Inadéquation des financements de pratiques d'accompagnement en addictologie
Auteur :
Corinne Vignon
— Ensemble pour la République
(Haute-Garonne · 3ᵉ circ.)
Ministère interrogé : Ministère de la santé, des familles, de l’autonomie et des personnes handicapées
Ministère attributaire : Ministère de la santé, des familles, de l’autonomie et des personnes handicapées
Rubrique : assurance maladie maternité
Date de la question : 2026-07-07
Date de la réponse : —
Texte de la question
Mme Corinne Vignon appelle l'attention de Mme la ministre de la santé, des familles, de l'autonomie et des personnes handicapées sur l'inadéquation entre le mode de financement des soins de ville et certaines pratiques d'accompagnement en addictologie, pourtant reconnues pour leur efficience. La prise en charge des conduites addictives, en particulier alcooliques, repose, dans plusieurs approches éprouvées, sur des modalités exigeantes en temps : entretiens approfondis d'une durée d'une demi-heure à une heure, groupes de parole thérapeutiques hebdomadaires animés par un soignant, réunissant quinze à vingt-cinq patients et donnant lieu à la rédaction d'un compte rendu diffusé aux participants.
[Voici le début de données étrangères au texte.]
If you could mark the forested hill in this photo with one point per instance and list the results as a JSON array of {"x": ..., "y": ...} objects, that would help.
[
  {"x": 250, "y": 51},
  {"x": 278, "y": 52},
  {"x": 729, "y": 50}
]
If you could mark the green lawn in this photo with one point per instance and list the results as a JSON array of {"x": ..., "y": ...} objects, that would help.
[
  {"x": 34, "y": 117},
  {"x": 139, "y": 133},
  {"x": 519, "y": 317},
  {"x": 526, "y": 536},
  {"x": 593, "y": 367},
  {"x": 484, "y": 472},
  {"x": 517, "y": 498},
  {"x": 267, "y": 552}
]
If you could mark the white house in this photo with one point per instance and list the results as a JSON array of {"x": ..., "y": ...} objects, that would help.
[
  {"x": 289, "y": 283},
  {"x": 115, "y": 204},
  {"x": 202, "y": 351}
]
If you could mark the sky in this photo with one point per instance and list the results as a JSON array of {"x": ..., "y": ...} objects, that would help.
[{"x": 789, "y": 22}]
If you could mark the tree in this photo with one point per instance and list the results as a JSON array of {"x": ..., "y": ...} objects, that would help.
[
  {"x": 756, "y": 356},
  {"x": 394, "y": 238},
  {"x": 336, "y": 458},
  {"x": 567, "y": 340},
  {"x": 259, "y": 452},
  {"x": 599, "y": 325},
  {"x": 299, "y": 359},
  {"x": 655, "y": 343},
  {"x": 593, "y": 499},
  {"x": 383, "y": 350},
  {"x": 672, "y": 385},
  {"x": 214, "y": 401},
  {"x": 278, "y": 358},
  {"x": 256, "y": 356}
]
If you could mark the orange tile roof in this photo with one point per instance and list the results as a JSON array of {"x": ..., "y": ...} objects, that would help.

Ces modalités constituent le cœur de l'accompagnement et conditionnent largement ses résultats. Or la tarification à l'acte ne valorise pas ces pratiques. Une consultation est rémunérée de façon identique, qu'elle dure dix minutes ou une heure. L'animation d'un groupe de parole, qui mobilise un médecin durant plusieurs heures en comptant sa préparation et son compte rendu, ne correspond à aucun acte inscrit à la nomenclature et n'est donc pas facturable. Il en résulte un paradoxe : des prises en charge souvent moins coûteuses pour la collectivité que des parcours hospitaliers lourds sont rendues économiquement intenables pour les praticiens qui les mettent en œuvre. Faute de modèle viable, ces pratiques reposent sur le bénévolat et le surinvestissement de quelques soignants. Elles n'attirent pas de nouveaux médecins susceptibles de les reprendre et risquent ainsi de disparaître avec ceux qui les ont développées. Aussi, elle lui demande quelle analyse le Gouvernement porte sur cette inadéquation entre le mode de tarification des soins de ville et les pratiques d'accompagnement longues et collectives en addictologie et quelles mesures il entend engager pour reconnaître, financer et pérenniser ces approches, dans un objectif d'efficience de la dépense de santé comme de qualité du soin.
Réponse ministérielle
Aucune réponse ministérielle publiée à ce jour.
Données brutes (debug)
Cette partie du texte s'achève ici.